車中での会話は和やかで、私もそうだが、お父さんとお母さんの顔つきもどことなく晴れやかに思えた。

夏は冬に比べると、だいぶ日没は遅い。

けれど私たちが病院へ到着した十九時過ぎには、もう辺りは真っ暗になっていて。空を見上げると、暗闇の中に無数の星が瞬いている。

ここの病院はセキュリティ面が強化されていて、患者家族は病棟の入口の前でインターホンを押してまず看護師を呼ばなければいけない。さらに蓮の入院している病棟は乳児から十八歳までの子どもがいる小児病棟のため、感染対策も厳しく、看護師が持ってきてくれた簡単な問診カードへの記入と、体温測定が求められる。

私たち家族はそれを終えて、ようやく病棟に入ることができるのだ。

お母さんは昨夜から一日付き添いをしていたこともあり、蓮の病室の場所を知っていた。だから私とお父さんは、お母さんの後を追い、蓮の病室へ向かう。

今回の蓮は個室に入室しているらしく、病室前の名前の札の欄には、〝吉末蓮〟と表記されている。

「蓮、入るわよ」

コンコンとお母さんがドアをノックした後、三人で顔を覗かせると、蓮はぱあっと目を輝かせた。

「お父さんにお母さん。それに、お姉ちゃんもきてくれたんだ!」

そう言って、とても嬉しそうに笑う蓮。小さな右手の手背には点滴の針が刺さっていて、シーネというものと包帯で針が抜けないように固定されている。

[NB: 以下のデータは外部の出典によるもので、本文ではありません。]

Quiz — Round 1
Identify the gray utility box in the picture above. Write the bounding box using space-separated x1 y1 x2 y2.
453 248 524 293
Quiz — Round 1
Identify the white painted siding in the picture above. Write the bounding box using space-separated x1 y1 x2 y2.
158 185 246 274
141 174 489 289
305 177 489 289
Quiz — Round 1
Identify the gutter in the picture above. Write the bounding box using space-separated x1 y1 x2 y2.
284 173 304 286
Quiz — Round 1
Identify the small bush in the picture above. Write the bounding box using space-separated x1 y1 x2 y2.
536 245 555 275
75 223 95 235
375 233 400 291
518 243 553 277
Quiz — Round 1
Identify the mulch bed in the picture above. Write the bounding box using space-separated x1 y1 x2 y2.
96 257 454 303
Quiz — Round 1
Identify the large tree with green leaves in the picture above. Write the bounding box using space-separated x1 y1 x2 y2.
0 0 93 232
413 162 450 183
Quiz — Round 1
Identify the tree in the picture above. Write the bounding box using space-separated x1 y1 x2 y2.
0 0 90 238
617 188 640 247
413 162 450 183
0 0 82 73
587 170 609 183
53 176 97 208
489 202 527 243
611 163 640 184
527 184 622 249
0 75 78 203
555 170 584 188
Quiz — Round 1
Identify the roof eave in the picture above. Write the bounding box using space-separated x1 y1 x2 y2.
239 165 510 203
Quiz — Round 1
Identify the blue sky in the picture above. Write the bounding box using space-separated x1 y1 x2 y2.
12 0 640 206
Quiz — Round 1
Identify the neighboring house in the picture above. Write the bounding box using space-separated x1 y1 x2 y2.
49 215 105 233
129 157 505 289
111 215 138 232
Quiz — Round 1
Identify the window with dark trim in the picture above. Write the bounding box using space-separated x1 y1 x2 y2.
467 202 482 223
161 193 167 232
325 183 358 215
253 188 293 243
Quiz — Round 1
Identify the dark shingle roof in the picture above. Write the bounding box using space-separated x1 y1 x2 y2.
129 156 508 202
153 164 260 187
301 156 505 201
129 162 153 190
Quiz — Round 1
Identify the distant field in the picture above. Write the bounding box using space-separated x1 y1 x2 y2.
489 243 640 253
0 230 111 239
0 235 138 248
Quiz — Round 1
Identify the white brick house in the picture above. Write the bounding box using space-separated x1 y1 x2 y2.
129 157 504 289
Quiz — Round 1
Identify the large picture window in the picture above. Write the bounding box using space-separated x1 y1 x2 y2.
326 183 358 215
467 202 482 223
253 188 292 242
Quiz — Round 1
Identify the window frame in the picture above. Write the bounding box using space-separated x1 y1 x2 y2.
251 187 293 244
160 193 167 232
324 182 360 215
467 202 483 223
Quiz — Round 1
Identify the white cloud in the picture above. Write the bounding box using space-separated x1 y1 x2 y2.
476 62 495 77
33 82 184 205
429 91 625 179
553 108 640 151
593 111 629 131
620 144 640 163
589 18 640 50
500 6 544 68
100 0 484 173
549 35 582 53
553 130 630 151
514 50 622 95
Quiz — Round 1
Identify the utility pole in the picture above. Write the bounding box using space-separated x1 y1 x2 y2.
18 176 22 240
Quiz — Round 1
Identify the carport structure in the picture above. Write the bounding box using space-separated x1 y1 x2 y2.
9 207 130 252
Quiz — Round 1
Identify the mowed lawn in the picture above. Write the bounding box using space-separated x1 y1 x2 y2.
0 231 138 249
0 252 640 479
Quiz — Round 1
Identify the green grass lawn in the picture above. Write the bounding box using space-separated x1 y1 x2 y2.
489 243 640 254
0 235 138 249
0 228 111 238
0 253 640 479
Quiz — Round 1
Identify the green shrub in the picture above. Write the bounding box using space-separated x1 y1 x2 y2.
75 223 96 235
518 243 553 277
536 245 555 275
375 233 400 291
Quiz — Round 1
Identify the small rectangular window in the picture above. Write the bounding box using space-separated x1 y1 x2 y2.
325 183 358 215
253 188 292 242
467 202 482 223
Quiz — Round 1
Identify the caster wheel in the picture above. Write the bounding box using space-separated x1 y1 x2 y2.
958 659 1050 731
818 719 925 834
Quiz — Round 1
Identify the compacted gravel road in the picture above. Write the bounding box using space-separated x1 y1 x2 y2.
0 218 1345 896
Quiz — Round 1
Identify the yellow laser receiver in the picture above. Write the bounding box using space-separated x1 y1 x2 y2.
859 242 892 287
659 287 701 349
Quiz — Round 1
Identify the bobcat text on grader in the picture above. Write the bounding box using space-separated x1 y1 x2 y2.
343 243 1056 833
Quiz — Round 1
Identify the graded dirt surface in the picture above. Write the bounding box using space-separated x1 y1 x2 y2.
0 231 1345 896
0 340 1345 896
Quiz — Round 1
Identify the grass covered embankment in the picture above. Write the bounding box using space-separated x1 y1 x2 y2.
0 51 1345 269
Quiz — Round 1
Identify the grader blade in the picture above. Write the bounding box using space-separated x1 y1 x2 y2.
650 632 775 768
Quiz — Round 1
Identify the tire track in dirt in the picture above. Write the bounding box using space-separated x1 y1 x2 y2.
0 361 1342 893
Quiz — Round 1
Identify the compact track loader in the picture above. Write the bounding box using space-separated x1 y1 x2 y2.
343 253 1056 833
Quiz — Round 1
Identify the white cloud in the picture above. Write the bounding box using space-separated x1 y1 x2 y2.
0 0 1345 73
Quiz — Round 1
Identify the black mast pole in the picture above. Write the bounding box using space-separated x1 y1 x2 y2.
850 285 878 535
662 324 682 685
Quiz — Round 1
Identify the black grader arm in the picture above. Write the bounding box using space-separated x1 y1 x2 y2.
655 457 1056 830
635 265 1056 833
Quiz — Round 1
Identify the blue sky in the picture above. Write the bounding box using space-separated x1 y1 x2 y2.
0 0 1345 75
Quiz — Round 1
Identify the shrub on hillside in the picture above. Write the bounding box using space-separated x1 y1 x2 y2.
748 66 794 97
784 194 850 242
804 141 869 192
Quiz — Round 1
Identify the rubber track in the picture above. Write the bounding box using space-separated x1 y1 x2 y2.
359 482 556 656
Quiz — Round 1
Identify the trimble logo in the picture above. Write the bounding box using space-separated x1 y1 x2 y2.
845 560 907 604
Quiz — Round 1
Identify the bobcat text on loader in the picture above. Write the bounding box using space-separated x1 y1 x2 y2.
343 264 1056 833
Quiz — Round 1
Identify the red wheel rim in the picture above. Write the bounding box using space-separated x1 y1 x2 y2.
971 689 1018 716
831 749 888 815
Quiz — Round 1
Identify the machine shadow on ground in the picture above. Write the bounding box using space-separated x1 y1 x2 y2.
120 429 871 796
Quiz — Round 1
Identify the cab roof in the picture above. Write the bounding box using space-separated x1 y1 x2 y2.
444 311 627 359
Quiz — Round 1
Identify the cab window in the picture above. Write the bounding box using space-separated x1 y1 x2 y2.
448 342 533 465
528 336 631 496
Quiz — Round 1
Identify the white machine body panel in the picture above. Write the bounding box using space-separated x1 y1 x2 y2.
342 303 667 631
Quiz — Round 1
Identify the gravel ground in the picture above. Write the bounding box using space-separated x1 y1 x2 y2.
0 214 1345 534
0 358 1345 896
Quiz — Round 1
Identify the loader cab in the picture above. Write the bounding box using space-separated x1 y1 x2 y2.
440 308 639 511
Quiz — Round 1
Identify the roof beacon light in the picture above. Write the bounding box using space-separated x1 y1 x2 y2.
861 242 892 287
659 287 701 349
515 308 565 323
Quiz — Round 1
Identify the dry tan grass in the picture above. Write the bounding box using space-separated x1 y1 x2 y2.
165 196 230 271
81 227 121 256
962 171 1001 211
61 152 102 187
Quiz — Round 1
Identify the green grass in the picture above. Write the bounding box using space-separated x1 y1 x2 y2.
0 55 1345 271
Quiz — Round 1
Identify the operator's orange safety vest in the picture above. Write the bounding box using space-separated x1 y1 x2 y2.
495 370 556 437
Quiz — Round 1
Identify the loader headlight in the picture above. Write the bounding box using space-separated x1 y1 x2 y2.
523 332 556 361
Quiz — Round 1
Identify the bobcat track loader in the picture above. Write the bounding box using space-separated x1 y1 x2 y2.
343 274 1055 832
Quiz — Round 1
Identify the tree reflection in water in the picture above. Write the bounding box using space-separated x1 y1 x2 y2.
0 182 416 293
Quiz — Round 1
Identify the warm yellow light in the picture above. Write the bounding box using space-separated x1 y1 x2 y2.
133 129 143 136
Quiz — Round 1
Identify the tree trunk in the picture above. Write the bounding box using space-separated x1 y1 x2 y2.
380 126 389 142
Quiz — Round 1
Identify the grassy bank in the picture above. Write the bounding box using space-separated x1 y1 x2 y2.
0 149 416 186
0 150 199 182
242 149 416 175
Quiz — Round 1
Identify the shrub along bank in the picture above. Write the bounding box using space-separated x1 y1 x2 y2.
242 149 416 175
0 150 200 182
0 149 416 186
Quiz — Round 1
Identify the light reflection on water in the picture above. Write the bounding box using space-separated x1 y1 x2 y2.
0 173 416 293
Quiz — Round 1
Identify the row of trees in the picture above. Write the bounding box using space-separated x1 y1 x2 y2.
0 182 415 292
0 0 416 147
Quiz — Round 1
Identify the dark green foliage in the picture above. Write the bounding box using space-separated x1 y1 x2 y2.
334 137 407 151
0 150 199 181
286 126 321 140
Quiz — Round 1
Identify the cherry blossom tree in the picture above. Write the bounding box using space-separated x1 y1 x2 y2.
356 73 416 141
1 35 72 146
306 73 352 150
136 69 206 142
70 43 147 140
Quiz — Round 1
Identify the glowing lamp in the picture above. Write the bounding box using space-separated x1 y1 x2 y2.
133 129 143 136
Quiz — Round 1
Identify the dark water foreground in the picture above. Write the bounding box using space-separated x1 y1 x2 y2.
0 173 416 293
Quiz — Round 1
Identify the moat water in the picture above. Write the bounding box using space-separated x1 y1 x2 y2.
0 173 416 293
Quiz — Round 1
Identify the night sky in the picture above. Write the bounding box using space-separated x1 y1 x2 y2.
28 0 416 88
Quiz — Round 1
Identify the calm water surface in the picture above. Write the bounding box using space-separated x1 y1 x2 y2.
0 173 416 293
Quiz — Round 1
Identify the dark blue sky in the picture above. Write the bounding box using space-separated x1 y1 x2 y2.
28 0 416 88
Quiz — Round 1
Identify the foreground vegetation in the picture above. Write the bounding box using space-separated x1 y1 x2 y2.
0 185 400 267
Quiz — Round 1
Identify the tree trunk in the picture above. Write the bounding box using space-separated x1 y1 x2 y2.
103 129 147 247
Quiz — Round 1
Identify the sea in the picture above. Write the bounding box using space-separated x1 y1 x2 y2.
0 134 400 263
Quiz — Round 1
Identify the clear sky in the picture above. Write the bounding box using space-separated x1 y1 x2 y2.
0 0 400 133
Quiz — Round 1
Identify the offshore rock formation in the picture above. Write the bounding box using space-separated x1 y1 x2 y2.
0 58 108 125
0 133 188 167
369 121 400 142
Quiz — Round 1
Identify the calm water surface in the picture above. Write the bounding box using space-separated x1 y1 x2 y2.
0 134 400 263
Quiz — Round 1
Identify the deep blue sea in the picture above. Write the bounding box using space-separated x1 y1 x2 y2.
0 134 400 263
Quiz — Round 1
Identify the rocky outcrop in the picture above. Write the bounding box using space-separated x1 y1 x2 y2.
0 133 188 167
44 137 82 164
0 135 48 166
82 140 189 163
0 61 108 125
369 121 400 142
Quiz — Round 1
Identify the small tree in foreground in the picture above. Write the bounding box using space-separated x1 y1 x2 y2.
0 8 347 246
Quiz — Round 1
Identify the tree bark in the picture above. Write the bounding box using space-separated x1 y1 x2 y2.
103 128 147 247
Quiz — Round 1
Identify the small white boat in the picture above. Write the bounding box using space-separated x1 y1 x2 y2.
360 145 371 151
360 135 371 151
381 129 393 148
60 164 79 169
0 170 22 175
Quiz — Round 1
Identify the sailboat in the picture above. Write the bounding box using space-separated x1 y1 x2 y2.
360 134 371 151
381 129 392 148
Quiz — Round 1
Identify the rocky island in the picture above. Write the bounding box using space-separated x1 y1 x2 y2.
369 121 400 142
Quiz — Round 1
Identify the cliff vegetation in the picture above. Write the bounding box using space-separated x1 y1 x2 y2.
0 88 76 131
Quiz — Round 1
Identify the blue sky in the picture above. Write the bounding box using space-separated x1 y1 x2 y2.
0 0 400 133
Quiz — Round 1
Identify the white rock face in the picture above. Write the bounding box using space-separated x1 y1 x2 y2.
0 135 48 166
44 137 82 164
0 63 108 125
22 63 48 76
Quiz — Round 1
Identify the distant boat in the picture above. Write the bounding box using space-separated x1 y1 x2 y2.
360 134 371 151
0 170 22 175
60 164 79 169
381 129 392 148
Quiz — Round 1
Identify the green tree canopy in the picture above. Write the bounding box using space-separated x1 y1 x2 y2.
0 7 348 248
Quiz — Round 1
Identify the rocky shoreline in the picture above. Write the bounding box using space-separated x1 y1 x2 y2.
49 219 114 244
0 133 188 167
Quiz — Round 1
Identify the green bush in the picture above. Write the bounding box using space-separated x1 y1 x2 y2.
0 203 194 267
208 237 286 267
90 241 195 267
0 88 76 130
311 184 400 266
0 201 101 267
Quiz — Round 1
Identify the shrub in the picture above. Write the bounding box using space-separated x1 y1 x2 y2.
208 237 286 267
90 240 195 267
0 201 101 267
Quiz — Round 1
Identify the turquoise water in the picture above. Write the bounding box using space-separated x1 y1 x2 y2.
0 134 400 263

蓮の表情は、治療の甲斐もあってか昨日とは打って変わって違うのに、その右手を見るとやっぱり痛々しく思えて胸が苦しい。

けれど、蓮は私がそんなことを考えているとは知らないのだろう。よっぽど家族に会えたのが嬉しいのか、私たちに無邪気な笑顔を向け、嬉しさを全面に表している。

……可愛いなあ。

我が弟を眺めている自分の頰が、思わず緩んでいくのが分かった。

「お父さんもお母さんもお姉ちゃんも、ここに一緒に座ろうよ」

立ちっぱなしでいた私たちを見て蓮が指差したのは、自分のベッドの上。

でも、蓮の使用しているベッドは小児用のサークルベッドといって、小さな子が動いてベッドから落ちてしまわないようにカラフルな柵で四方八方から覆われている。

だから座るといっても、この柵を下ろさないことにはどうしようもできない。これって、どうやって下ろすんだろうと方法を探るために柵に手を伸ばそうとした、その時。

「じゃあこれを下げてみんなで一緒に座ろうね」と、私よりも先に柵に触れたのはお母さんだった。

そうか、お母さんならいつも蓮の付き添い入院をしているし、柵の下ろし方も看護師さんの方から説明を受けているはずだ。

「……さあ、私たちもここに座らせてもらいましょう」

お母さんは手際よく柵を下げると、蓮や私を見てやんわりと笑う。